The Housing Development Board (HDB) resale market in Singapore experienced a stable first quarter in 2025, according to Huttons’ latest report.
The resale volume reached 6,590 units, which, although higher than the previous quarter, fell short of the four-year average of 7,141 units for the same period. This indicates a shift in buyer interest towards the Sale of Balance Flats (SBF) exercise in February, which attracted over 20,000 applications for 5,590 flats.
The report highlights that the prices of HDB resale flats increased by 1.6% in Q1 2025, the slowest pace since Q1 2024. This deceleration is attributed to the largest SBF exercise, which provided buyers with more options and eased demand pressure.

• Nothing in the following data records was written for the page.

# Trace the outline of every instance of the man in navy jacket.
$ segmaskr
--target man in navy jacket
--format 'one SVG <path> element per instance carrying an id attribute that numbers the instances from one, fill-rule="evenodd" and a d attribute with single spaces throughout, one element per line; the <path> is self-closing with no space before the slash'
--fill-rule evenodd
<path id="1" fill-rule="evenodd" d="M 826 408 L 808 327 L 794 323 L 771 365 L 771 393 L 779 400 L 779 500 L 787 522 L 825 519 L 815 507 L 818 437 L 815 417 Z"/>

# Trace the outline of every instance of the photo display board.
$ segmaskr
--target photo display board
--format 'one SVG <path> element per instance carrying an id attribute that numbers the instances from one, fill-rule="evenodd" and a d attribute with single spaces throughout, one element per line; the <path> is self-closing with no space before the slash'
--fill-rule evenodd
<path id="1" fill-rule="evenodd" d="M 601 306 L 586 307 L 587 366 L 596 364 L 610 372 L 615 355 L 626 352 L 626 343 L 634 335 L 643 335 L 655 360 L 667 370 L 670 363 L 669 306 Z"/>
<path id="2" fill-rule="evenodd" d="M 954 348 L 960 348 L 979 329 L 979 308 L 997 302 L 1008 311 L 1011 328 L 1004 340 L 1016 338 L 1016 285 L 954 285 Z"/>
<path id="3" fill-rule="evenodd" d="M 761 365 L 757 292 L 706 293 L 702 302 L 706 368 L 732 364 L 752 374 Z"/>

Since the circuit breaker in April 2020, HDB resale prices have appreciated by 52.4%.
In terms of popularity, Jurong West, Sengkang, Tampines, Woodlands, and Yishun emerged as the top five HDB towns, accounting for 36.2% of total transactions. Notably, Clementi saw the highest price gains at 15%, followed by Marine Parade and Queenstown.
The market also witnessed a surge in million-dollar flat transactions, with 348 units sold for $1m or more, a 22.1% increase from the previous quarter. Most of these high-value transactions occurred in mature estates like Toa Payoh, Bukit Merah, and Queenstown.
Looking ahead, the HDB resale market is expected to remain tight throughout 2025. With limited supply and no BTO or SBF launches in Q2, prices may rise. HDB plans to increase the allocation quota for second-timer families and expand the Deferred Income Assessment to cover more young couples, potentially influencing future demand. Resale transactions for 2025 are estimated to range between 26,000 and 28,000, with prices projected to grow by 5% to 8%.